L’avocate et militante des droits de l’homme Amal Clooney a appelé jeudi l’Irak à accepter une enquête de l’ONU sur les atrocités commises par le groupe terroriste Etat islamique (EI) dans le pays et à amener les responsables devant la justice.

Amal Alamuddin – son nom de jeune fille -, qui représente les femmes yézidies ayant réussi à s’échapper des griffes du groupe EI, s’est adressée aux États membres des Nations unies pour la deuxième fois en six mois. Elle a de nouveau appelé à poursuivre les djihadistes : « Comment se fait-il que rien n’ait été fait ? », s’est-elle indignée devant l’assemblée. « Il y a des fosses communes non protégées, des témoins qui s’enfuient et aucun militant de l’EI n’a subi de procès pour les crimes internationaux, nulle part dans le monde ».

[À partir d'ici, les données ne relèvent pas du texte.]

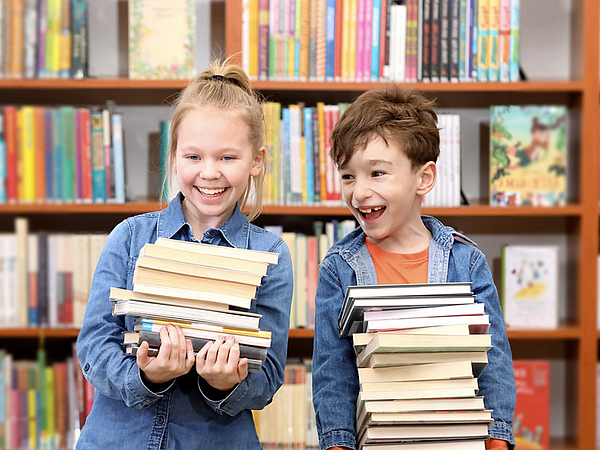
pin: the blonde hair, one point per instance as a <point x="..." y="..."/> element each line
<point x="224" y="86"/>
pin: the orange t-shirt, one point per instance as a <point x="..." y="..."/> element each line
<point x="399" y="268"/>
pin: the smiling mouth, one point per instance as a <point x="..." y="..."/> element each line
<point x="371" y="213"/>
<point x="211" y="192"/>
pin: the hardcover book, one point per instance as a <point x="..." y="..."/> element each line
<point x="531" y="426"/>
<point x="530" y="285"/>
<point x="528" y="155"/>
<point x="162" y="37"/>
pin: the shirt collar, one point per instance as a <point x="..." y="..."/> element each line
<point x="173" y="224"/>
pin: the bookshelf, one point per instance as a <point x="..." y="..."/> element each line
<point x="577" y="225"/>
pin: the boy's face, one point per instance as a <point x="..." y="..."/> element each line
<point x="383" y="192"/>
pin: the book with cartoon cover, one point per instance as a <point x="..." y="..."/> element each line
<point x="528" y="155"/>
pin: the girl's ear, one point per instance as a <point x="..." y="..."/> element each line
<point x="258" y="162"/>
<point x="428" y="174"/>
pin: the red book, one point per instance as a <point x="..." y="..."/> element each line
<point x="11" y="133"/>
<point x="86" y="157"/>
<point x="531" y="425"/>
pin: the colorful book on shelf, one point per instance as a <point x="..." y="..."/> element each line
<point x="528" y="155"/>
<point x="531" y="425"/>
<point x="162" y="38"/>
<point x="530" y="285"/>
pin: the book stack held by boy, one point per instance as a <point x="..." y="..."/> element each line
<point x="206" y="290"/>
<point x="419" y="350"/>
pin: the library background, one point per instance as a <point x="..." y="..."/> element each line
<point x="84" y="112"/>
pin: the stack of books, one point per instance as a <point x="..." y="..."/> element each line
<point x="204" y="289"/>
<point x="419" y="350"/>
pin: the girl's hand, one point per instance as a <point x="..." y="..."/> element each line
<point x="175" y="357"/>
<point x="219" y="364"/>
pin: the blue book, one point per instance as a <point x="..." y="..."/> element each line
<point x="287" y="173"/>
<point x="330" y="40"/>
<point x="57" y="156"/>
<point x="98" y="164"/>
<point x="375" y="37"/>
<point x="309" y="156"/>
<point x="49" y="151"/>
<point x="119" y="164"/>
<point x="2" y="161"/>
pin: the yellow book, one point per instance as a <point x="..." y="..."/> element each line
<point x="252" y="6"/>
<point x="352" y="45"/>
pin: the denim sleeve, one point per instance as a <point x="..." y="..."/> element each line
<point x="497" y="381"/>
<point x="273" y="301"/>
<point x="103" y="361"/>
<point x="335" y="377"/>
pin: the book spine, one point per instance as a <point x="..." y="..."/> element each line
<point x="119" y="163"/>
<point x="514" y="41"/>
<point x="86" y="157"/>
<point x="79" y="36"/>
<point x="330" y="41"/>
<point x="98" y="172"/>
<point x="263" y="39"/>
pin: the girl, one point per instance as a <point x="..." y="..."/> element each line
<point x="173" y="401"/>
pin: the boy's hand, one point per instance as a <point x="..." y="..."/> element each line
<point x="220" y="365"/>
<point x="175" y="357"/>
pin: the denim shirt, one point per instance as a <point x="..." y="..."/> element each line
<point x="452" y="258"/>
<point x="128" y="415"/>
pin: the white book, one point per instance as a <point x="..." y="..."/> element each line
<point x="530" y="285"/>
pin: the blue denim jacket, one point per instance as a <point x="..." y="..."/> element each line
<point x="452" y="257"/>
<point x="128" y="415"/>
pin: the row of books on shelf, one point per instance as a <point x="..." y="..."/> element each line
<point x="63" y="154"/>
<point x="43" y="38"/>
<point x="381" y="40"/>
<point x="46" y="277"/>
<point x="44" y="404"/>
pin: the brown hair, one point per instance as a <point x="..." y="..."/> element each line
<point x="227" y="87"/>
<point x="402" y="116"/>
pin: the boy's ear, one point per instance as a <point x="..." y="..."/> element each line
<point x="428" y="174"/>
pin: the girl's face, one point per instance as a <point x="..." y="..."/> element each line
<point x="214" y="161"/>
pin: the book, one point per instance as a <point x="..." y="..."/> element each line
<point x="433" y="371"/>
<point x="178" y="281"/>
<point x="409" y="433"/>
<point x="393" y="343"/>
<point x="162" y="39"/>
<point x="153" y="339"/>
<point x="258" y="338"/>
<point x="254" y="365"/>
<point x="357" y="301"/>
<point x="123" y="294"/>
<point x="478" y="359"/>
<point x="528" y="155"/>
<point x="530" y="285"/>
<point x="158" y="310"/>
<point x="478" y="324"/>
<point x="198" y="270"/>
<point x="531" y="425"/>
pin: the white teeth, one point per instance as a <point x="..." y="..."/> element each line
<point x="210" y="191"/>
<point x="367" y="211"/>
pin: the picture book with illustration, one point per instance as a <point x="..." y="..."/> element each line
<point x="528" y="155"/>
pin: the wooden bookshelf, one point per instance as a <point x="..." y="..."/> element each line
<point x="581" y="93"/>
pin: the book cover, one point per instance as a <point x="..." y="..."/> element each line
<point x="530" y="285"/>
<point x="528" y="155"/>
<point x="531" y="425"/>
<point x="162" y="37"/>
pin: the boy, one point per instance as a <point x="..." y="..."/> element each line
<point x="385" y="147"/>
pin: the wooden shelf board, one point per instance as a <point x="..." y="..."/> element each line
<point x="125" y="83"/>
<point x="301" y="210"/>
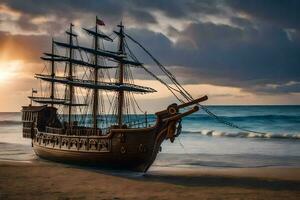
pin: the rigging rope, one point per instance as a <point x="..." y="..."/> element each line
<point x="181" y="89"/>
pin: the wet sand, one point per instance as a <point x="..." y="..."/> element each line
<point x="46" y="180"/>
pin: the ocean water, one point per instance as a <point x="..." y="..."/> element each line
<point x="203" y="142"/>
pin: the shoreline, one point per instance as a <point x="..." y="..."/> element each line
<point x="47" y="180"/>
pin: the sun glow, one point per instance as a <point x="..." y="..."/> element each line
<point x="8" y="69"/>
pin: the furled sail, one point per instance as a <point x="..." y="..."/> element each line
<point x="103" y="53"/>
<point x="99" y="85"/>
<point x="48" y="100"/>
<point x="57" y="58"/>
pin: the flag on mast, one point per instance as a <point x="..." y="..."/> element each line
<point x="100" y="22"/>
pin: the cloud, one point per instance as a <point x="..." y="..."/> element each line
<point x="244" y="44"/>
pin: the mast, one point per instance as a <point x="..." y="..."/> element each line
<point x="52" y="74"/>
<point x="70" y="75"/>
<point x="95" y="104"/>
<point x="121" y="76"/>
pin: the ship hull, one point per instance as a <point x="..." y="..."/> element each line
<point x="122" y="149"/>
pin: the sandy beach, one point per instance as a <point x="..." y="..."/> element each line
<point x="46" y="180"/>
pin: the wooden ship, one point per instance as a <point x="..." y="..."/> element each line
<point x="85" y="128"/>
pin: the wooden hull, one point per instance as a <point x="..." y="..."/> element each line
<point x="131" y="149"/>
<point x="122" y="148"/>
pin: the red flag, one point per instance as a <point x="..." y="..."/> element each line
<point x="100" y="22"/>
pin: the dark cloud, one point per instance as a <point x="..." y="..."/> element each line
<point x="282" y="13"/>
<point x="27" y="47"/>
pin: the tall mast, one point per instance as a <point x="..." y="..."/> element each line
<point x="70" y="76"/>
<point x="121" y="76"/>
<point x="52" y="74"/>
<point x="95" y="104"/>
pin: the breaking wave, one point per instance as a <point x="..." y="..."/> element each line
<point x="294" y="118"/>
<point x="214" y="133"/>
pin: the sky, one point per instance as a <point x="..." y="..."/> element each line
<point x="238" y="52"/>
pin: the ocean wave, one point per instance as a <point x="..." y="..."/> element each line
<point x="10" y="122"/>
<point x="214" y="133"/>
<point x="247" y="117"/>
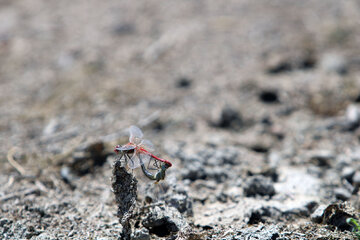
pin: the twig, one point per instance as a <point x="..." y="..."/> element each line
<point x="10" y="157"/>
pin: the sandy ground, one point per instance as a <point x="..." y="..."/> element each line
<point x="256" y="104"/>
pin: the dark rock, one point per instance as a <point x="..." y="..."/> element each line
<point x="301" y="211"/>
<point x="124" y="186"/>
<point x="216" y="173"/>
<point x="262" y="214"/>
<point x="269" y="96"/>
<point x="336" y="215"/>
<point x="259" y="185"/>
<point x="182" y="203"/>
<point x="342" y="194"/>
<point x="356" y="178"/>
<point x="229" y="119"/>
<point x="183" y="82"/>
<point x="141" y="234"/>
<point x="348" y="173"/>
<point x="317" y="215"/>
<point x="196" y="171"/>
<point x="322" y="158"/>
<point x="164" y="220"/>
<point x="270" y="232"/>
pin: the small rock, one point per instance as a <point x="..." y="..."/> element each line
<point x="141" y="234"/>
<point x="183" y="82"/>
<point x="342" y="194"/>
<point x="4" y="221"/>
<point x="259" y="185"/>
<point x="348" y="173"/>
<point x="317" y="215"/>
<point x="356" y="178"/>
<point x="334" y="63"/>
<point x="182" y="203"/>
<point x="196" y="171"/>
<point x="336" y="215"/>
<point x="270" y="232"/>
<point x="261" y="214"/>
<point x="322" y="158"/>
<point x="229" y="118"/>
<point x="269" y="96"/>
<point x="163" y="220"/>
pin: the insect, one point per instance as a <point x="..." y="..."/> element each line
<point x="138" y="152"/>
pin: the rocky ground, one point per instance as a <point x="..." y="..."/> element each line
<point x="256" y="104"/>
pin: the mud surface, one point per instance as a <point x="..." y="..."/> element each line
<point x="256" y="104"/>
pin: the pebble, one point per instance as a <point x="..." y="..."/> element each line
<point x="141" y="234"/>
<point x="317" y="215"/>
<point x="356" y="178"/>
<point x="269" y="96"/>
<point x="182" y="203"/>
<point x="342" y="194"/>
<point x="229" y="118"/>
<point x="259" y="185"/>
<point x="348" y="173"/>
<point x="165" y="219"/>
<point x="270" y="232"/>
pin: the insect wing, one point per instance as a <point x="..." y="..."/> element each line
<point x="135" y="160"/>
<point x="124" y="148"/>
<point x="136" y="135"/>
<point x="144" y="158"/>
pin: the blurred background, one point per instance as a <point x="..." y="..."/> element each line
<point x="225" y="89"/>
<point x="93" y="68"/>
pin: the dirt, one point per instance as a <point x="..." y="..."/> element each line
<point x="256" y="104"/>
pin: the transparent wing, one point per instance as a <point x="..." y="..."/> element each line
<point x="144" y="158"/>
<point x="147" y="145"/>
<point x="137" y="158"/>
<point x="136" y="134"/>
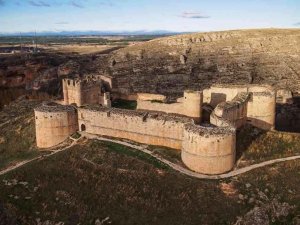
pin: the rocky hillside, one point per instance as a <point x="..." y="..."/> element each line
<point x="170" y="65"/>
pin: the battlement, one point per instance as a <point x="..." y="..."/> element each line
<point x="208" y="149"/>
<point x="88" y="90"/>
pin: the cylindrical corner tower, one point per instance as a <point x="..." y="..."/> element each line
<point x="54" y="123"/>
<point x="192" y="104"/>
<point x="208" y="150"/>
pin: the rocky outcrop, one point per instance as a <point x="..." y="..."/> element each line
<point x="172" y="64"/>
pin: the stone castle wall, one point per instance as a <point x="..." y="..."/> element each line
<point x="143" y="127"/>
<point x="232" y="113"/>
<point x="82" y="92"/>
<point x="208" y="150"/>
<point x="54" y="124"/>
<point x="260" y="109"/>
<point x="190" y="105"/>
<point x="212" y="147"/>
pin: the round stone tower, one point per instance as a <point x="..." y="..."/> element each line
<point x="54" y="123"/>
<point x="192" y="104"/>
<point x="208" y="150"/>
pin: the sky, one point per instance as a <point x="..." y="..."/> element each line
<point x="133" y="15"/>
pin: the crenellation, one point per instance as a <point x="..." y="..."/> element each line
<point x="205" y="148"/>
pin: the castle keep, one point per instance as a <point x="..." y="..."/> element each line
<point x="205" y="148"/>
<point x="85" y="91"/>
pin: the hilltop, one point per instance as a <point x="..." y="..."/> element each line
<point x="171" y="64"/>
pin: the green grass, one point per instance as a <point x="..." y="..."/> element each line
<point x="124" y="104"/>
<point x="157" y="101"/>
<point x="17" y="138"/>
<point x="257" y="145"/>
<point x="130" y="189"/>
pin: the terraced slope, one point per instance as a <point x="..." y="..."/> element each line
<point x="170" y="65"/>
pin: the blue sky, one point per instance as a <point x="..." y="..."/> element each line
<point x="131" y="15"/>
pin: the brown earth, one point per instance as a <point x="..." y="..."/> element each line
<point x="170" y="65"/>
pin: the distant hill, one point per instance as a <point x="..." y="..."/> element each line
<point x="95" y="33"/>
<point x="171" y="64"/>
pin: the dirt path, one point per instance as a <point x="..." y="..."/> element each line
<point x="18" y="165"/>
<point x="189" y="172"/>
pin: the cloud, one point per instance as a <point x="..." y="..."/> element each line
<point x="62" y="23"/>
<point x="39" y="3"/>
<point x="107" y="3"/>
<point x="76" y="4"/>
<point x="193" y="15"/>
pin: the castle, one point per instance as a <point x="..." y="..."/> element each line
<point x="205" y="148"/>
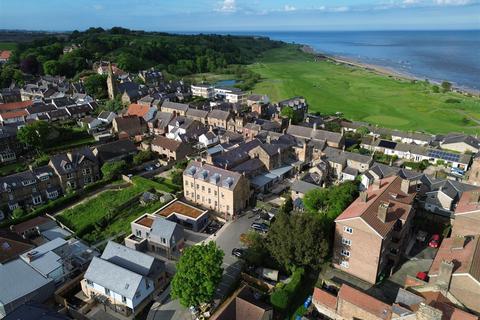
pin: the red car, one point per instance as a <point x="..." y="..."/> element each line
<point x="422" y="276"/>
<point x="434" y="241"/>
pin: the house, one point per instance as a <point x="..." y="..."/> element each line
<point x="107" y="117"/>
<point x="332" y="139"/>
<point x="197" y="114"/>
<point x="12" y="245"/>
<point x="24" y="285"/>
<point x="51" y="260"/>
<point x="156" y="234"/>
<point x="121" y="277"/>
<point x="203" y="90"/>
<point x="30" y="188"/>
<point x="184" y="214"/>
<point x="144" y="111"/>
<point x="411" y="137"/>
<point x="244" y="304"/>
<point x="207" y="139"/>
<point x="467" y="214"/>
<point x="218" y="189"/>
<point x="460" y="143"/>
<point x="130" y="126"/>
<point x="179" y="109"/>
<point x="456" y="270"/>
<point x="371" y="234"/>
<point x="76" y="168"/>
<point x="171" y="149"/>
<point x="218" y="118"/>
<point x="299" y="188"/>
<point x="115" y="151"/>
<point x="257" y="99"/>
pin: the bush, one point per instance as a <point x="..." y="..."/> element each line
<point x="282" y="297"/>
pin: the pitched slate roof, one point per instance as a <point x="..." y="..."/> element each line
<point x="400" y="205"/>
<point x="113" y="277"/>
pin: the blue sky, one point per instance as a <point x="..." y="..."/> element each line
<point x="240" y="15"/>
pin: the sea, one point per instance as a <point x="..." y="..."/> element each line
<point x="452" y="56"/>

Ne laissez pas l’EI s’en tirer avec un génocide.

L’avocate libano-britannique de 39 ans a dit qu’un projet de résolution britannique pour lancer une enquête était prêt à être soumis au Conseil de sécurité, mais que l’Irak devait encore approuver la mesure. Mme Clooney a appelé le Premier ministre irakien Haider al-Abadi à « envoyer une lettre au Conseil de sécurité pour demander une enquête sur les crimes commis par le groupe EI ». « Ne laissez pas l’EI s’en tirer avec un génocide », a-t-elle exhorté.

« Ce qui est choquant ici, ce n’est pas seulement la brutalité de l’État islamique, mais combien de temps ce qu’on en sait peut nous laisser passifs. Si on ne change pas son cours, l’histoire nous jugera et il n’y aura pas d’excuse pour notre manquement à agir », a-t-elle encore déclaré, dans un discours lourd de reproches. « Nous ne pouvons pas dire que les crimes de l’EI n’étaient pas assez graves. Nous ne pouvons pas dire que les intérêts des états puissants étaient en jeu ou que ces crimes sont difficiles à prouver ».

L’ambassadeur irakien auprès de l’ONU Mohamed Alhakim a promis que son gouvernement voulait également obtenir justice et que les tribunaux irakiens avaient déjà reçu 500 dossiers sur des crimes commis par des militants de l’organisation « État islamique ». Les forces irakiennes sont en train de reprendre Mossoul, la deuxième ville du pays, et M. Alhakim a souligné que l’étape suivante serait d’obtenir « une vraie réconciliation » entre les différents groupes ethniques et religieux. « Nous avons besoin que ces communautés soient en paix les unes avec les autres », a-t-il souligné.

Le gouvernement irakien a lancé en octobre son offensive pour reprendre Mossoul, qui était tombé dans les mains de l’EI alors que les habitants sunnites acceptaient mal d’être dominés par des forces de sécurité à dominante chiite.